Are there quantitative differences between the networks constructed for different languages (e.g. West-Vlaams and Hakka)?

Introduction

As mentioned above the goal of this project is to create a network of Wikipedia articles based on the hyperlinks from one article to another. The languages that I decided to work on are the following:

Romansh Wikipedia 4544 articles
West Flemish Wikipedia 11321 articles
Dutch Low Saxon Wikipedia 11077 articles

Data extraction

In order to scrap all Wikipedia articles, Python in combination with BeautifulSoup was used. The script accesses each Wikipedia article and searches for links to other Wikipedia articles.

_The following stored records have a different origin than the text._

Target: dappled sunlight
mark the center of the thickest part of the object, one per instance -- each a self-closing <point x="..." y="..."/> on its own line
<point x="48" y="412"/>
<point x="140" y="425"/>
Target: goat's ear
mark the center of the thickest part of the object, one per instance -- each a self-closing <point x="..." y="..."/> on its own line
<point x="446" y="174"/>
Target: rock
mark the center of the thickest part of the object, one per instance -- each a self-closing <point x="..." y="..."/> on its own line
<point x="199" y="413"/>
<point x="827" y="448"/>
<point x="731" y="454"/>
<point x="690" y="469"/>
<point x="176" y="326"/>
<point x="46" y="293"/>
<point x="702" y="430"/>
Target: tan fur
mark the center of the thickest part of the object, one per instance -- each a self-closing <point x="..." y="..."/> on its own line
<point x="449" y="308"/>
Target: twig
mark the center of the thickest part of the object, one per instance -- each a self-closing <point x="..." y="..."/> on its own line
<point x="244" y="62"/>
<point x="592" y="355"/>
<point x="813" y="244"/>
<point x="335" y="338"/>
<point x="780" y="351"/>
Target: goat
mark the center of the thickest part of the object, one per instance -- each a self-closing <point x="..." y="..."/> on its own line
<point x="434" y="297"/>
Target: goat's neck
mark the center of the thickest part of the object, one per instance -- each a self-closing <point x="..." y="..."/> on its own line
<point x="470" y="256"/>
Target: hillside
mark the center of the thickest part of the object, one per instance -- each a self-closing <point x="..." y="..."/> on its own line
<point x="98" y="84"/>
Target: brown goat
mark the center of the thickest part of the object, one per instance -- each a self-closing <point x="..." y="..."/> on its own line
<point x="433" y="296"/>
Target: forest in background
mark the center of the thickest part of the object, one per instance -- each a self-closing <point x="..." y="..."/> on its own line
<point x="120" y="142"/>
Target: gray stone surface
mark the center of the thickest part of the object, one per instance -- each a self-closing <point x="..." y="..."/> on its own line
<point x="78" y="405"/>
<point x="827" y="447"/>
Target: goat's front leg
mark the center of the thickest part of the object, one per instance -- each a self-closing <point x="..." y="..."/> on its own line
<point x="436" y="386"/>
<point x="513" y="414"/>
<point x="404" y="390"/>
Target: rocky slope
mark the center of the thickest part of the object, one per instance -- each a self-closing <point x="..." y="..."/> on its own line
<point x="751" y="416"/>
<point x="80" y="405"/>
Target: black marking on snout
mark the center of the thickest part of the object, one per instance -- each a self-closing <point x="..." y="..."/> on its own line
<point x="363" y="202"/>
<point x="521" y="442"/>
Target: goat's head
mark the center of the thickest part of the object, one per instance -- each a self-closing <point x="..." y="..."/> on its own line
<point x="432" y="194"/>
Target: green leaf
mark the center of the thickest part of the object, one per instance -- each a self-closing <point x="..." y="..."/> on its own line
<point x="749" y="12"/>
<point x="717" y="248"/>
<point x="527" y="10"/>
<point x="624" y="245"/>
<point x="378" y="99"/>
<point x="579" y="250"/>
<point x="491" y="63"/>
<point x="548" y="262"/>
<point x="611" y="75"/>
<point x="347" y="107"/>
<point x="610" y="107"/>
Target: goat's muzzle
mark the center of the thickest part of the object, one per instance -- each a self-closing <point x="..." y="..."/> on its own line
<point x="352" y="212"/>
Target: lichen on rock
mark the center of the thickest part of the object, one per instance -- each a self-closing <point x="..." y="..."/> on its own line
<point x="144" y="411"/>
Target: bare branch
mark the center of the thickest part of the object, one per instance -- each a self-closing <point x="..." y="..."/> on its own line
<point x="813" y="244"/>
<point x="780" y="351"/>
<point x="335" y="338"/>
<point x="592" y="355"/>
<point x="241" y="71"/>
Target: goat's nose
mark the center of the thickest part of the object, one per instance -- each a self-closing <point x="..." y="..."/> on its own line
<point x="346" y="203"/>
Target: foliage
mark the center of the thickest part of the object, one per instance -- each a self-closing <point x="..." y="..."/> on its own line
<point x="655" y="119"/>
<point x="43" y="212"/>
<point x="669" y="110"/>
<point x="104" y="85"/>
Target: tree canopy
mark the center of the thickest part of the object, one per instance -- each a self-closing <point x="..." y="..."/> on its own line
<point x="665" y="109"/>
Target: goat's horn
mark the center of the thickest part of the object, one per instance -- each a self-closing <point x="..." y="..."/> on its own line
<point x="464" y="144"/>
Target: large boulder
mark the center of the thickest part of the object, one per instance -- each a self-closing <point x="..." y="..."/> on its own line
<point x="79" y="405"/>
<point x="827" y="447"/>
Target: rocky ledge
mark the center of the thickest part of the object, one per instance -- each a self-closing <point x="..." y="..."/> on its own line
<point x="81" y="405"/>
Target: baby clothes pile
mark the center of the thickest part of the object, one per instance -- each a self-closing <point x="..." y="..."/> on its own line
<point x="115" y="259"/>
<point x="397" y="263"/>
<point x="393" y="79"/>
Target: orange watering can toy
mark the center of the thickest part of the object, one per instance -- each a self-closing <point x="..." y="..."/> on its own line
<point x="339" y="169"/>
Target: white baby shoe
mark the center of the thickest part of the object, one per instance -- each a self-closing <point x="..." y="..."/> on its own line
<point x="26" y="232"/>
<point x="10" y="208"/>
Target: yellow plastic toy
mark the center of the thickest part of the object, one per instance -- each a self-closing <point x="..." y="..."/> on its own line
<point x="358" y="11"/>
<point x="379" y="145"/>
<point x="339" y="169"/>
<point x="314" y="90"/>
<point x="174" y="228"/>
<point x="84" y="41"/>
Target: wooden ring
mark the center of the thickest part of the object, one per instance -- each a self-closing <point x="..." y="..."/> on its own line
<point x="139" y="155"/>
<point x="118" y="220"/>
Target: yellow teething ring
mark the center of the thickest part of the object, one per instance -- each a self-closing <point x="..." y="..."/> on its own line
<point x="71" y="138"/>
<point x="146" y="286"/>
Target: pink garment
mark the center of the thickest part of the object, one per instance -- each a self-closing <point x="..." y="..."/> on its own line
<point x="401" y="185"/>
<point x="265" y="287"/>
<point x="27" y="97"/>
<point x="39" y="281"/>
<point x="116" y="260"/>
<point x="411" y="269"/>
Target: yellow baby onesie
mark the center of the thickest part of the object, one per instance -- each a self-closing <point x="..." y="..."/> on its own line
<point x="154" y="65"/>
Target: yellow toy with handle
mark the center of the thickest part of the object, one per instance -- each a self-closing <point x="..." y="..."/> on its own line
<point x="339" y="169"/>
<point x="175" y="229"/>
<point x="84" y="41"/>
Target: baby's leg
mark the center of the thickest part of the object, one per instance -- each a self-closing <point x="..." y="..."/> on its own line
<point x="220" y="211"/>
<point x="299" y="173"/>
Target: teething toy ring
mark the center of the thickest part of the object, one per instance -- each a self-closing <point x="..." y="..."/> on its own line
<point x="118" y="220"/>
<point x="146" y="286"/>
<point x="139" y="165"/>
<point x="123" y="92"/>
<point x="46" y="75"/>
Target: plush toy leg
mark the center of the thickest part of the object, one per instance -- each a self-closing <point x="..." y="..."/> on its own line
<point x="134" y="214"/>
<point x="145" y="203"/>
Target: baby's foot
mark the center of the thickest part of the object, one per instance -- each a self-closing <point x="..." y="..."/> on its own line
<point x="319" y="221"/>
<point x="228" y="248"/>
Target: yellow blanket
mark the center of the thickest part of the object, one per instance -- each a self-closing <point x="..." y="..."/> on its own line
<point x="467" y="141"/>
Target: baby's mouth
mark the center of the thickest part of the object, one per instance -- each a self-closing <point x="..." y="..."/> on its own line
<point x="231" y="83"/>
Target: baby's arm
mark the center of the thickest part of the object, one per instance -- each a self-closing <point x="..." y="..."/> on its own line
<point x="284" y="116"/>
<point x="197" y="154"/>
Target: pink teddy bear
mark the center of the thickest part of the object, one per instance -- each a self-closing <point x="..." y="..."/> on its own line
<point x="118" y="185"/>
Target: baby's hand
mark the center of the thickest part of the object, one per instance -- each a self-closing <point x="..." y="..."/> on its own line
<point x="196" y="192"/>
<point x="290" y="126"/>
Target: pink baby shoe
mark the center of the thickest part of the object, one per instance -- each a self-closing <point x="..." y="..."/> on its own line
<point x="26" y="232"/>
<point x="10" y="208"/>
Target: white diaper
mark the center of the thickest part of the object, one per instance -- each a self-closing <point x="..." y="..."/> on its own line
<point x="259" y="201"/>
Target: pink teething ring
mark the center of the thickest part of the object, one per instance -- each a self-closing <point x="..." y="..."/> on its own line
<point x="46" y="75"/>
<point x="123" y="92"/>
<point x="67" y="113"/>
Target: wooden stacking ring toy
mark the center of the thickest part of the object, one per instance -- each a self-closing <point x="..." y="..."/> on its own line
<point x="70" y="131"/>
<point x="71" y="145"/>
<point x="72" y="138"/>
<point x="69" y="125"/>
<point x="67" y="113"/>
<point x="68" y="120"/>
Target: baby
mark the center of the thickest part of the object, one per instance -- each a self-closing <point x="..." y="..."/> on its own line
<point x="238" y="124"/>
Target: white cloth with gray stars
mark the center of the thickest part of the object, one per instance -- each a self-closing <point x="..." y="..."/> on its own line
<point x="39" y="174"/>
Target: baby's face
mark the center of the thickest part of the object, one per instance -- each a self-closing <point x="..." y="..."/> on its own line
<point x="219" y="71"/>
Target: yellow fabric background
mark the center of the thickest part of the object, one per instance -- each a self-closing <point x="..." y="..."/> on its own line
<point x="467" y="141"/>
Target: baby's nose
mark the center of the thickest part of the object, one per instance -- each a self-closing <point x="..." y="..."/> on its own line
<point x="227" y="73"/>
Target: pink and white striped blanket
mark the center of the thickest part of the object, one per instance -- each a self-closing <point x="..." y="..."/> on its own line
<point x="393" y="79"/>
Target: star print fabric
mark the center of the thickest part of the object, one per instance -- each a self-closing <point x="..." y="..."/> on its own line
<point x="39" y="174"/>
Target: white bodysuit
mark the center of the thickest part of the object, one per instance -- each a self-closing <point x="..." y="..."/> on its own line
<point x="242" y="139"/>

The drawback of this code is that it is slow and inefficient for large Wikipedias and its speed is based on the internet connection of the user. On the other hand it works pretty well for the size of Wikipedias that we want to work on.

Approach

The script first scans.all the articles from the “all articles” page and saves the title at a list (called a_links). Then it creates a NxN matrix with all values equal to zero (where N the number of articles). In the end, scans again all the articles and if a link is found, makes the specific cell that corresponds to these articles equal to 1. Of course links to images, navigation links and links to images have to be excluded.

How nodes are created:

Code that creates nodes between articles that have a link to each other:

import networkx as nx
G = nx.DiGraph() #graph constructor
for u in range(len(a_links)): #scan the matrix table
    for v in range(len(a_links)):
        if matrix[u][v] == 1: #if the is a non zero cell
            G.add_edge(a_links[u],a_links[v]) #make an edge between the articles

Network Construction using Networkx library

Number of nodes and edges

	Romansh	West Flemish	Dutch Low Saxon
Number of Nodes	4544	11338	11077
Number of Edges	90986	253886	246389
Edges per node on average	20,02	22,39	22,24

Isolated nodes

These are the nodes that have no link to another webpage. In the following image are some isolated articles from Romansh Wikipedia.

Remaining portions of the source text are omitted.